Survivors of MVD require compassion and support as they may experience both clinical and psychological sequelae. The World Health Organization (WHO) does not recommend isolating convalescent patients whose blood tests negative for the virus. However, the virus can persist in immune-privileged sites, such as the testicles and eyes, leading to potential transmission through semen. A semen testing program is recommended for male survivors to monitor and mitigate the risk of transmission.

WHO Response

The WHO aims to prevent MVD outbreaks through surveillance and support for at-risk countries in developing preparedness plans. In the event of an outbreak, the WHO provides assistance in surveillance, community engagement, case management, laboratory services, and safe burial practices.

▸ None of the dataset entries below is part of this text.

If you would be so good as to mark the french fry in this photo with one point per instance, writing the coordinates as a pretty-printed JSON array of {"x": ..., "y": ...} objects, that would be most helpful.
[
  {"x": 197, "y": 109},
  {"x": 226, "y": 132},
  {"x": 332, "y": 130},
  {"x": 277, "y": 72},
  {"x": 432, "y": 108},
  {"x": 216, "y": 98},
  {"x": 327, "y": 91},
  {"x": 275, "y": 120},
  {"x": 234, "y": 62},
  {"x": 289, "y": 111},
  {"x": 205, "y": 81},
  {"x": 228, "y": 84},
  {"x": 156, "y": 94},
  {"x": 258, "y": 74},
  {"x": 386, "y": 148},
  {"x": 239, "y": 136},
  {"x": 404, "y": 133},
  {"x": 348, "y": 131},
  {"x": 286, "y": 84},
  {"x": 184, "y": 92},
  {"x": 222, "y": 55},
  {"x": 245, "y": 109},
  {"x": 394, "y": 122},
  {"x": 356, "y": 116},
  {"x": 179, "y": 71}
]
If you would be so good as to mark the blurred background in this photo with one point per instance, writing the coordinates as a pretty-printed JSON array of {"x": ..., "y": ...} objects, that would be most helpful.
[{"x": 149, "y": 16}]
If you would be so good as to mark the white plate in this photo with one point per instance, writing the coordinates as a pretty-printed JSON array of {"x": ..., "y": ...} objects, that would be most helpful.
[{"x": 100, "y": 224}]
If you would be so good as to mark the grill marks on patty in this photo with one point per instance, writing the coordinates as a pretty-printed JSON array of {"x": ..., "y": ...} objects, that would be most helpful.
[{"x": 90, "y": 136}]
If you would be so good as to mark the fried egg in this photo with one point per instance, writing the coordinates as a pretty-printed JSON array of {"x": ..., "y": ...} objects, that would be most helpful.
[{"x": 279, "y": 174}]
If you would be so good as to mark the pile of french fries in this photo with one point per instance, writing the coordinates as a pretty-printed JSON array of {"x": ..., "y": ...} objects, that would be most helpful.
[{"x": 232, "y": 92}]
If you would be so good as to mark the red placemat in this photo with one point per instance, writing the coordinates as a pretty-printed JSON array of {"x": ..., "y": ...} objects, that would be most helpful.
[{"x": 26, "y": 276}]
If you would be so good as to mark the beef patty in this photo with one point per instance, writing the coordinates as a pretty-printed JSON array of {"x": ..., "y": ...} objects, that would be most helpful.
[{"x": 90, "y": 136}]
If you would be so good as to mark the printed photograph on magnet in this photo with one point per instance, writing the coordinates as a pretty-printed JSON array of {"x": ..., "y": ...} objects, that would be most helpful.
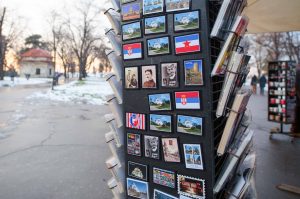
[
  {"x": 164, "y": 177},
  {"x": 134, "y": 144},
  {"x": 158, "y": 46},
  {"x": 151, "y": 146},
  {"x": 169, "y": 75},
  {"x": 186, "y": 21},
  {"x": 193, "y": 156},
  {"x": 155, "y": 25},
  {"x": 137, "y": 170},
  {"x": 132, "y": 51},
  {"x": 187, "y": 100},
  {"x": 137, "y": 189},
  {"x": 177, "y": 5},
  {"x": 161, "y": 123},
  {"x": 153, "y": 6},
  {"x": 149, "y": 78},
  {"x": 162, "y": 195},
  {"x": 131, "y": 11},
  {"x": 136, "y": 121},
  {"x": 191, "y": 187},
  {"x": 189, "y": 125},
  {"x": 160, "y": 102},
  {"x": 131, "y": 78},
  {"x": 187, "y": 44},
  {"x": 193, "y": 72},
  {"x": 170, "y": 149},
  {"x": 131, "y": 31}
]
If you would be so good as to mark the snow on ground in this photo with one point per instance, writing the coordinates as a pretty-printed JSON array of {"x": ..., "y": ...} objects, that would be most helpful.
[
  {"x": 7, "y": 82},
  {"x": 90, "y": 91}
]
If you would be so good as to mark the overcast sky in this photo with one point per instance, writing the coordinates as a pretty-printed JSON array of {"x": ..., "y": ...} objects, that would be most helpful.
[{"x": 35, "y": 12}]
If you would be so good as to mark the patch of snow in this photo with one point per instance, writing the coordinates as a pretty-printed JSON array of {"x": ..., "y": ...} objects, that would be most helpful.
[
  {"x": 7, "y": 82},
  {"x": 89, "y": 91}
]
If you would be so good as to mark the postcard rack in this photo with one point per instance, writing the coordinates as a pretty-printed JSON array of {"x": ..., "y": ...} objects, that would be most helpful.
[
  {"x": 165, "y": 171},
  {"x": 281, "y": 94}
]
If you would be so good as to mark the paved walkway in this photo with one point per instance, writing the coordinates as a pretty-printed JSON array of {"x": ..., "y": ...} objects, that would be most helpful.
[{"x": 278, "y": 160}]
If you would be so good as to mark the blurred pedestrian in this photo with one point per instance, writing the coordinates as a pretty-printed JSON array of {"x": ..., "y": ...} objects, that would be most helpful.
[
  {"x": 262, "y": 84},
  {"x": 254, "y": 83}
]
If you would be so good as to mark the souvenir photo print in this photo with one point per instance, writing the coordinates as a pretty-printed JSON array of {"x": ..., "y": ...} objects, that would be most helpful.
[
  {"x": 132, "y": 31},
  {"x": 153, "y": 6},
  {"x": 132, "y": 51},
  {"x": 158, "y": 46},
  {"x": 193, "y": 156},
  {"x": 135, "y": 121},
  {"x": 137, "y": 189},
  {"x": 189, "y": 125},
  {"x": 169, "y": 75},
  {"x": 177, "y": 5},
  {"x": 162, "y": 195},
  {"x": 151, "y": 144},
  {"x": 187, "y": 44},
  {"x": 134, "y": 144},
  {"x": 164, "y": 177},
  {"x": 149, "y": 76},
  {"x": 193, "y": 72},
  {"x": 155, "y": 25},
  {"x": 131, "y": 78},
  {"x": 161, "y": 123},
  {"x": 170, "y": 149},
  {"x": 191, "y": 187},
  {"x": 131, "y": 11},
  {"x": 160, "y": 102},
  {"x": 137, "y": 170},
  {"x": 187, "y": 100},
  {"x": 186, "y": 21}
]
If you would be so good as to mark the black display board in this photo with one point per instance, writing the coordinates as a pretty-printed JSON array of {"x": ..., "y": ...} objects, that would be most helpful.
[
  {"x": 282, "y": 92},
  {"x": 136, "y": 101}
]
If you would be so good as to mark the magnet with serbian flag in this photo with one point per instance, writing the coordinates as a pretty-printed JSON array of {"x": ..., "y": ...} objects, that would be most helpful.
[
  {"x": 187, "y": 44},
  {"x": 187, "y": 100},
  {"x": 135, "y": 121},
  {"x": 132, "y": 51}
]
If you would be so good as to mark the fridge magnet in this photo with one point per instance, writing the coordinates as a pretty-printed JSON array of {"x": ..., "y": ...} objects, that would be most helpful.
[
  {"x": 170, "y": 149},
  {"x": 193, "y": 156},
  {"x": 164, "y": 177},
  {"x": 189, "y": 125},
  {"x": 149, "y": 78},
  {"x": 193, "y": 72},
  {"x": 135, "y": 121},
  {"x": 153, "y": 6},
  {"x": 137, "y": 189},
  {"x": 132, "y": 31},
  {"x": 137, "y": 170},
  {"x": 162, "y": 195},
  {"x": 131, "y": 78},
  {"x": 151, "y": 144},
  {"x": 132, "y": 51},
  {"x": 186, "y": 21},
  {"x": 177, "y": 5},
  {"x": 169, "y": 75},
  {"x": 131, "y": 11},
  {"x": 158, "y": 46},
  {"x": 187, "y": 44},
  {"x": 160, "y": 102},
  {"x": 155, "y": 25},
  {"x": 187, "y": 100},
  {"x": 161, "y": 123},
  {"x": 134, "y": 144},
  {"x": 191, "y": 187}
]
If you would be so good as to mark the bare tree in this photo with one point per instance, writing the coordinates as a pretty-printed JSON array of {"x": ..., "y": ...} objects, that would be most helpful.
[{"x": 84, "y": 36}]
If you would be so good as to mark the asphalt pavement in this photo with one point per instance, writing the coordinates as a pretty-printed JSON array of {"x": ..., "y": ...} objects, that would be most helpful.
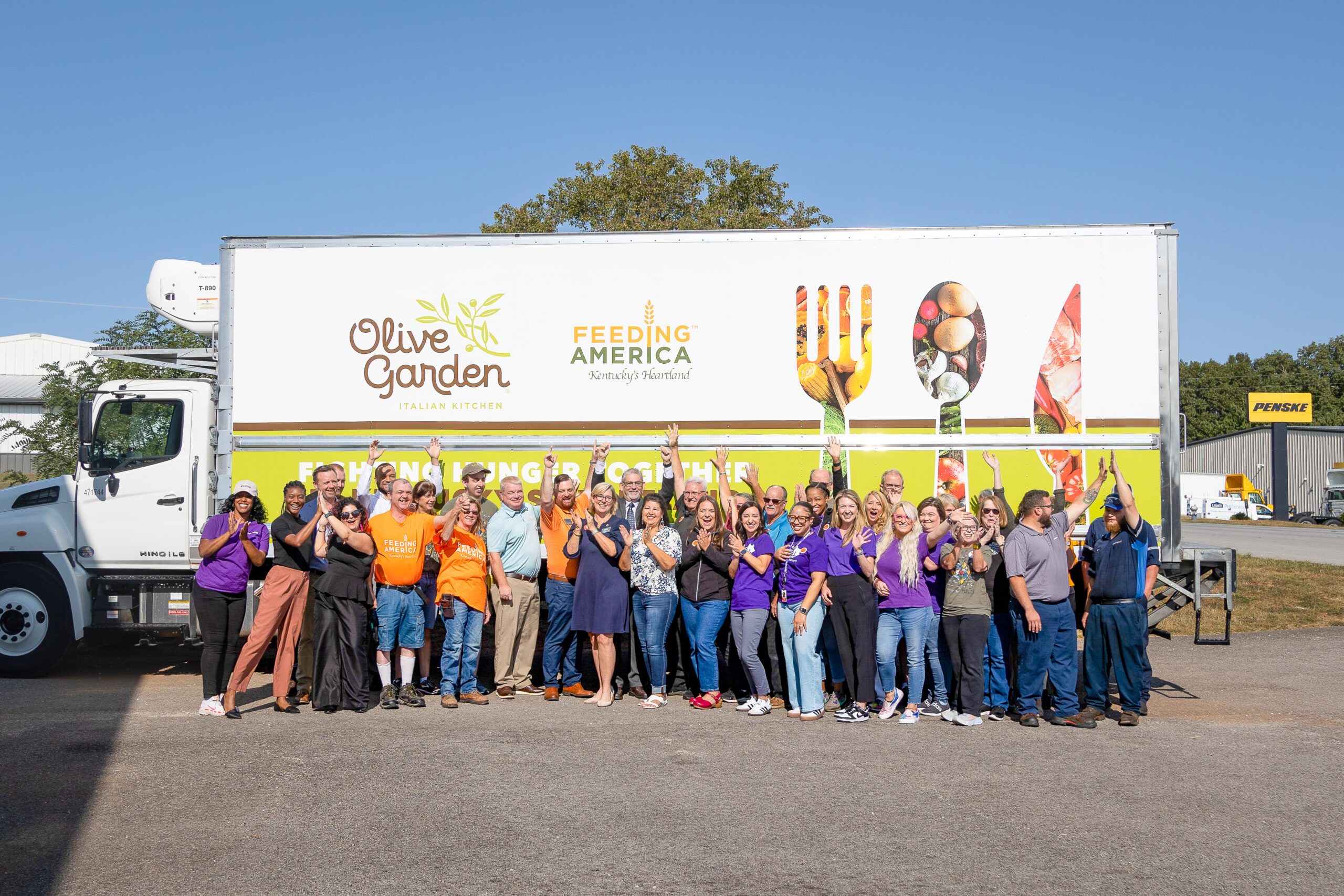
[
  {"x": 1233, "y": 785},
  {"x": 1312, "y": 543}
]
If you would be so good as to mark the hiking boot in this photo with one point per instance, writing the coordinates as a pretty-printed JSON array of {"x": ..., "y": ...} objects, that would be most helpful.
[
  {"x": 1076, "y": 721},
  {"x": 1092, "y": 712}
]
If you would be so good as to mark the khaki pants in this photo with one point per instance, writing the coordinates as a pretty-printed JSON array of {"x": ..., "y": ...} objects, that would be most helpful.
[
  {"x": 515, "y": 633},
  {"x": 304, "y": 653}
]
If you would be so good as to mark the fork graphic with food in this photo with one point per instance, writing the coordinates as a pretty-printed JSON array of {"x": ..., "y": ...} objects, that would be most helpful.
[{"x": 835, "y": 382}]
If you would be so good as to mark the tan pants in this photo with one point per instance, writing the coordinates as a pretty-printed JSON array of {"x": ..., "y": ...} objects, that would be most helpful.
[
  {"x": 515, "y": 633},
  {"x": 280, "y": 613},
  {"x": 306, "y": 640}
]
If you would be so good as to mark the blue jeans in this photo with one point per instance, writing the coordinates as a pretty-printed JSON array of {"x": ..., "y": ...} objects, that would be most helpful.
[
  {"x": 996, "y": 659},
  {"x": 652, "y": 617},
  {"x": 461, "y": 650},
  {"x": 939, "y": 666},
  {"x": 802, "y": 661},
  {"x": 561, "y": 652},
  {"x": 831, "y": 648},
  {"x": 401, "y": 618},
  {"x": 1054, "y": 649},
  {"x": 704, "y": 623},
  {"x": 1115, "y": 638},
  {"x": 913, "y": 624}
]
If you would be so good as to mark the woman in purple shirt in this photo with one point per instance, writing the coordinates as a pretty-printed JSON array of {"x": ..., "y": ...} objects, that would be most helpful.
[
  {"x": 848, "y": 592},
  {"x": 232, "y": 543},
  {"x": 802, "y": 612},
  {"x": 753, "y": 577},
  {"x": 905, "y": 606}
]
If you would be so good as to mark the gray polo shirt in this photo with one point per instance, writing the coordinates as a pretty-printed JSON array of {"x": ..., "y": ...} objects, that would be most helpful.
[{"x": 1041, "y": 558}]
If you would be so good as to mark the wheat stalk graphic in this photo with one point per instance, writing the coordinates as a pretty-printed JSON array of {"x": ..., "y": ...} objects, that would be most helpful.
[{"x": 476, "y": 330}]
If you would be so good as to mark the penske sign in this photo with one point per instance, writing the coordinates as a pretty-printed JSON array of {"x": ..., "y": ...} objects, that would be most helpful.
[{"x": 1280, "y": 407}]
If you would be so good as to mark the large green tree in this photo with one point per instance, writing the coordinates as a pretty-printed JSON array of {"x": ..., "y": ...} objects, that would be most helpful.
[
  {"x": 649, "y": 188},
  {"x": 54, "y": 437},
  {"x": 1213, "y": 394}
]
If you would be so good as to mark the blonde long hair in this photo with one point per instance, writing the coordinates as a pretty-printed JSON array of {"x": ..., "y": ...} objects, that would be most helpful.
[{"x": 908, "y": 546}]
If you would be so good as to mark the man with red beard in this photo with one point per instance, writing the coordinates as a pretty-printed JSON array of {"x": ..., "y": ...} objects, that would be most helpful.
[{"x": 1120, "y": 565}]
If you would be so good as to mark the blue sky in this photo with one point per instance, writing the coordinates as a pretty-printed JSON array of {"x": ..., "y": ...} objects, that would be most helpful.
[{"x": 133, "y": 132}]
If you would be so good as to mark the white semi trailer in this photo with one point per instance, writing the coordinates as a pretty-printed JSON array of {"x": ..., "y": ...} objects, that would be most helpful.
[{"x": 1045, "y": 344}]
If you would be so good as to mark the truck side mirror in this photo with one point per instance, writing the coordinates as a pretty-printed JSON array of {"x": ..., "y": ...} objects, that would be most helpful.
[{"x": 85, "y": 424}]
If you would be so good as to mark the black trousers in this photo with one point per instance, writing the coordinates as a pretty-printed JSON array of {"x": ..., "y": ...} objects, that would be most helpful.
[
  {"x": 965, "y": 637},
  {"x": 854, "y": 614},
  {"x": 221, "y": 618},
  {"x": 340, "y": 653}
]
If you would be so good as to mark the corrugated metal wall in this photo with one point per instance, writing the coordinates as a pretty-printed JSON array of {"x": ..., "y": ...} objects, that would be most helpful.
[{"x": 1311, "y": 452}]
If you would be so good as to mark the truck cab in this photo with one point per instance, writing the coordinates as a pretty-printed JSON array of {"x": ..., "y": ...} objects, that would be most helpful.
[{"x": 112, "y": 547}]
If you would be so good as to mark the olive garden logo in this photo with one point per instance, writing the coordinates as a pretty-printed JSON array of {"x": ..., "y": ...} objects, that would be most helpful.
[
  {"x": 381, "y": 342},
  {"x": 628, "y": 344}
]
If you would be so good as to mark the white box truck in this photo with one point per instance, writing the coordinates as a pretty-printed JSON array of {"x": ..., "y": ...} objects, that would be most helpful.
[{"x": 917, "y": 349}]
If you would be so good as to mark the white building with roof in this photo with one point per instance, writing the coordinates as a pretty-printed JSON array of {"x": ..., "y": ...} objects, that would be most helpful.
[{"x": 20, "y": 385}]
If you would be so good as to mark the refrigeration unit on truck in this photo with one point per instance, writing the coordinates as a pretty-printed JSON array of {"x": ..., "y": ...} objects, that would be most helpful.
[{"x": 918, "y": 349}]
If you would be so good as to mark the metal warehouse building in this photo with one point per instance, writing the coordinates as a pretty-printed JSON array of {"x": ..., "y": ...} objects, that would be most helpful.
[{"x": 1311, "y": 452}]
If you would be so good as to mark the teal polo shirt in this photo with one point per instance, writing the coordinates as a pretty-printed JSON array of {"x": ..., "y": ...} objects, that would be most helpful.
[{"x": 515, "y": 535}]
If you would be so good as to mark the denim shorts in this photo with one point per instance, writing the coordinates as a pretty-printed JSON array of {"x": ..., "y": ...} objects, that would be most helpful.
[{"x": 401, "y": 618}]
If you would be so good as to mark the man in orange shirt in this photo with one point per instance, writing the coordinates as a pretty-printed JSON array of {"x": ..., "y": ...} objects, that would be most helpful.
[
  {"x": 562, "y": 505},
  {"x": 401, "y": 536}
]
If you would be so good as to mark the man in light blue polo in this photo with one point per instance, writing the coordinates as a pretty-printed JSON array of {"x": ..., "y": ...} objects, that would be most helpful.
[{"x": 514, "y": 547}]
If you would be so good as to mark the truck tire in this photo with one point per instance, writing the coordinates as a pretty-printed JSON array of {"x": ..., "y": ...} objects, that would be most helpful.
[{"x": 35, "y": 626}]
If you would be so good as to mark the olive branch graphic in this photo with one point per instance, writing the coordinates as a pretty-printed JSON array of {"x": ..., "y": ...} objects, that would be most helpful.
[{"x": 476, "y": 331}]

Chronology of Major Marburg Virus Disease Outbreaks

Year Country Cases Deaths Case Fatality Rate
2023 Tanzania 9 6 67%
2023 Equatorial Guinea 40 35 88%
2022 Ghana 32 6 67%
2021 Guinea 11 1 9%
2017 Uganda 33 1 3%
2014 Uganda 11 1 9%
2012 Uganda 15 4 27%
2008 Netherlands (ex-Uganda) 1 1 100%
2008 USA (ex-Uganda) 1 1 100%
2007 Uganda 42 21 50%
2005 Angola 374 329 88%
1998-2000 Democratic Republic of the Congo 154 128 83%
1987 Kenya 11 1 9%
1980 Kenya 21 5 24%
1975 South Africa 31 3 10%
1967 Yugoslavia 2 0 0%
1967 Germany 29 7 24%

In conclusion, Marburg virus disease remains a critical public health challenge, particularly in regions where outbreaks have occurred. Continued research, community engagement, and robust healthcare responses are essential to mitigate the impact of this deadly virus.